The above settings will cause headless Firefox to send console logs to the supplied remote server in XML format. Here is the code of the server written in NodeJS that prints sent log messages:
/* File: server.js
Run with: node server.js
*/
const express = require('express');
const XmlStream = require('xml-stream');
const bodyParser = require('body-parser');
var app = express();
app.use(bodyParser.urlencoded({extended: true}));
app.post('/', (req,res)=>{
req.setEncoding('utf8');
var xml = new XmlStream(req);
xml.on('endElement: msg', data=>{
console.log(data);
});
xml.on('end', ()=>{
res.end();
});
});
app.listen(8100);
If that server runs on 34.2.3.5:8080 then set extensions.firebug.consoleexport.serverURL=34.2.3.5:8080.
Get Java from https://www.java.com/en/download/manual.jsp#lin and install it. For example, JDK8u112 RPM is installed as
rpm -ivh jdk-8u112-linux-x64.rpm
Verify Java version you're running after installation:
[root@NQPC003 ~]# java -version
java version "1.8.0_112"
Java(TM) SE Runtime Environment (build 1.8.0_112-b15)

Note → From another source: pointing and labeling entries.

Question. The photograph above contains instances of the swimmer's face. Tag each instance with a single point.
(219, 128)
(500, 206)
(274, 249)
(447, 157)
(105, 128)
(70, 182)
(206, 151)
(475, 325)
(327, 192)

Java HotSpot(TM) 64-Bit Server VM (build 25.112-b15, mixed mode)
[root@NQPC003 ~]#
Get Selenium from http://www.seleniumhq.org/download/. Running Selenium 3.0.1:
java -jar selenium-server-standalone-3.0.1.jar &
Make sure Selenium listens to connections:
[root@NQPC003 ~]# netstat -tlpn | grep 4444
tcp 0 0 0.0.0.0:4444 0.0.0.0:* LISTEN 29040/java
[root@NQPC003 ~]#
I am installing firefox slightly differently. I'm manually putting it in
/usr/local/
because there is an existing firefox installation that is being used by other automation tests. Did you have any issues with GTK3 not being available?